Exactly ten years ago, Google expanded its transparency report with a new section dedicated to DMCA takedown requests.
For the first time, outsiders were able to see what URLs copyrights holders targeted and in what quantity.
The decision to make this information public was in part triggered by a rapid increase in removal requests. This was having an impact on the “free flow of information”, according to the search engine.
“We believe that openness is crucial for the future of the Internet. When something gets in the way of the free flow of information, we believe there should be transparency around what that block might be.”
According to Fred von Lohmann, Google’s Senior Copyright Counsel at the time, DMCA notices were skyrocketing.
“These days it’s not unusual for us to receive more than 250,000 requests each week, which is more than what copyright owners asked us to remove in all of 2009,” Van Lohman wrote at the time.
From 250,000 to 1,000,000,000 Takedowns Per Year
In hindsight, this was just the start of a takedown explosion. A few years later Google processed more than 20 million DMCA notices per week, which translates to more than a billion per year.
This growth curve eventually flattened and in recent years the takedown volume has started to decline. This is in part due to the various anti-piracy algorithms that push pirated content down in the search results.
By downranking pirate site results, infringing content has become harder to find in the search engine. As a result, Google now processes ‘just’ a few hundred million DMCA requests per year.
After ten years of takedown transparency, we take a look at the totals thus far, which are quite impressive. Over the past decade rightsholders asked Google to remove 5.75 billion URLs that allegedly link to copyright-infringing content.
These takedown requests come from just over 300,000 different copyright holders. UK music group BPI is the most prolific sender. With 570 million reported links, it’s good for nearly 10% of all takedown requests.
Looking at the targeted domains we see that 4shared.com is in the lead with 68 million reported URLs. Most of these were flagged several years ago. In recent years, the site is flagged ‘only’ a few thousand times per week, with less than a million reported links per year.
The top five most targeted domain names is completed with the defunct site mp3toys.xyz, hosting platforms rapidgator.net, chomikuj.pl, and uploaded.net, as well as the unblocking proxy portal unblocksites.co.
Not All Reported URLs are Removed
The figures refer to the number of URLs that are reported but not all of these are actually removed from the search engine. The stats also count duplicate reports, bogus claims, and URLs that are not indexed by Google.
For example, if we look at the reports from MindGeek’s “MG Premium” we see that the company reported over 494 million URLs over the years. Little over half of these were actually removed by Google.
Of the remaining URLs, 128 million were not in Google’s index. These have been placed on a preemptive blocklist, to prevent them from appearing in search results later on. Another 70 million links were classified as duplicates, while nearly 7 million were rejected for other reasons.
Mistakes and Abuse
While these numbers are interesting by themselves, the biggest contribution of the transparency report is the ability for outsiders to spot faulty and abusive notices. This is possible because Google shares all reported links with the Lumen Database, which is managed by Harvard’s Berkman Klein Center.

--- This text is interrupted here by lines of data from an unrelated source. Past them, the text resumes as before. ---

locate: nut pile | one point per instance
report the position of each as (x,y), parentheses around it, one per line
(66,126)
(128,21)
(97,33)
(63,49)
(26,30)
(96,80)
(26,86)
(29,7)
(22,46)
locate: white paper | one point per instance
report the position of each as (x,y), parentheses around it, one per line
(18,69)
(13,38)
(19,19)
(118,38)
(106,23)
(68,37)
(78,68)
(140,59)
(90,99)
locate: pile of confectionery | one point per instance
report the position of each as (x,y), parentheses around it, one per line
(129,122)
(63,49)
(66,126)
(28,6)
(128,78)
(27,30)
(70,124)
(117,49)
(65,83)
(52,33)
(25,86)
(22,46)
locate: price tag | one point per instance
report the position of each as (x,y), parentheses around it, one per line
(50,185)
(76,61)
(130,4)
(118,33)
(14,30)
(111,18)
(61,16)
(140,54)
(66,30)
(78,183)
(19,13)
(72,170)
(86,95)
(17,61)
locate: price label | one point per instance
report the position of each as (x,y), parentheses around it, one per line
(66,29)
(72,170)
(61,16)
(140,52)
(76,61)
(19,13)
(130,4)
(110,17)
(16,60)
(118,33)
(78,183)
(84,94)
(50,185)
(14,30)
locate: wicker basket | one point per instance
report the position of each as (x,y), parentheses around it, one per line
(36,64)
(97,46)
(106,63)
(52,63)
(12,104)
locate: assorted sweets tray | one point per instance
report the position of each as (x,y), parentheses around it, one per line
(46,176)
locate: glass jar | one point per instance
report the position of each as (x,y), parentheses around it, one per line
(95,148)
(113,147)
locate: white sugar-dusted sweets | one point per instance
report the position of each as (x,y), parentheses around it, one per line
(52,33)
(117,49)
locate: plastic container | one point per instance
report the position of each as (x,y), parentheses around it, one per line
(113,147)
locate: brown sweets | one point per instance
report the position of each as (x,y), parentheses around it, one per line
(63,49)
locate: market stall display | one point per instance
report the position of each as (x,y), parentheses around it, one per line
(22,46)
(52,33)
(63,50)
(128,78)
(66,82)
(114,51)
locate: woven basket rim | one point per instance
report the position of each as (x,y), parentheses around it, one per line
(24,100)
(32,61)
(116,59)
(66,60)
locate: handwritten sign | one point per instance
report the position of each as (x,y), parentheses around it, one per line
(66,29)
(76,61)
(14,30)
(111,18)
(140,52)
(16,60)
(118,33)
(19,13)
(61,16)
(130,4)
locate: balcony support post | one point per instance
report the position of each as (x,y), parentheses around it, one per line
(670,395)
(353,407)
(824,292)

Over the years this database has allowed us to spot thousands of problematic takedowns, ranging from honest mistakes, through automated takedown errors, to plain abuse.

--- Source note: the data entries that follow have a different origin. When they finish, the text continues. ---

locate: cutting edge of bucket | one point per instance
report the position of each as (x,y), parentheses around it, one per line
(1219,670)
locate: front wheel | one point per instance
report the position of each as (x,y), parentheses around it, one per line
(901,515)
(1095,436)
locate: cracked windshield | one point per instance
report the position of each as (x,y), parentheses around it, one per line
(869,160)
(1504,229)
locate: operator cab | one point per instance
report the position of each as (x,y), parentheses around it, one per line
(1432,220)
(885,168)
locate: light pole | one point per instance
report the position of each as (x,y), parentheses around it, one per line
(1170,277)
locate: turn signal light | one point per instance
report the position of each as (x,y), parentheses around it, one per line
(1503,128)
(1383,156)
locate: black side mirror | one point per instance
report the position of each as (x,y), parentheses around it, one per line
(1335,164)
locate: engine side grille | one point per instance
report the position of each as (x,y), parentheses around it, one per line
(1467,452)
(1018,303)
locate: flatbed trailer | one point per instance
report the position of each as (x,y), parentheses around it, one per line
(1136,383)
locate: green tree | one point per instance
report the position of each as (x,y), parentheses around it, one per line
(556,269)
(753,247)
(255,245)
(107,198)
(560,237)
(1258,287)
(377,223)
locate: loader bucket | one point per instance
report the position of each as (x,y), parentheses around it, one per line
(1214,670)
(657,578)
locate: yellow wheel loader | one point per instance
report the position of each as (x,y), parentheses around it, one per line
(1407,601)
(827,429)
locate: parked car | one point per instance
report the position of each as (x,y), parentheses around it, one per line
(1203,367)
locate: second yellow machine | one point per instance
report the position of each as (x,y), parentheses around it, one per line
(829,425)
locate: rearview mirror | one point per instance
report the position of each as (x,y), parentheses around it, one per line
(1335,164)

There are numerous examples of mistakes we can mention. Microsoft once targeted the BBC, Wikipedia, and the US Government; Movie studios asked Google to remove their own films; A French movie and TV show database targeted Netflix and Rotten Tomatoes, and so on.
With billions of reported URLs is no surprise that these errors happen but by pointing them out in public, those responsible can be held to account. That must have resulted in a higher takedown accuracy rate over time.
It will be interesting to see how takedown trends develop over the coming years. As long as Google continues its transparency report, we will surely keep an eye on it.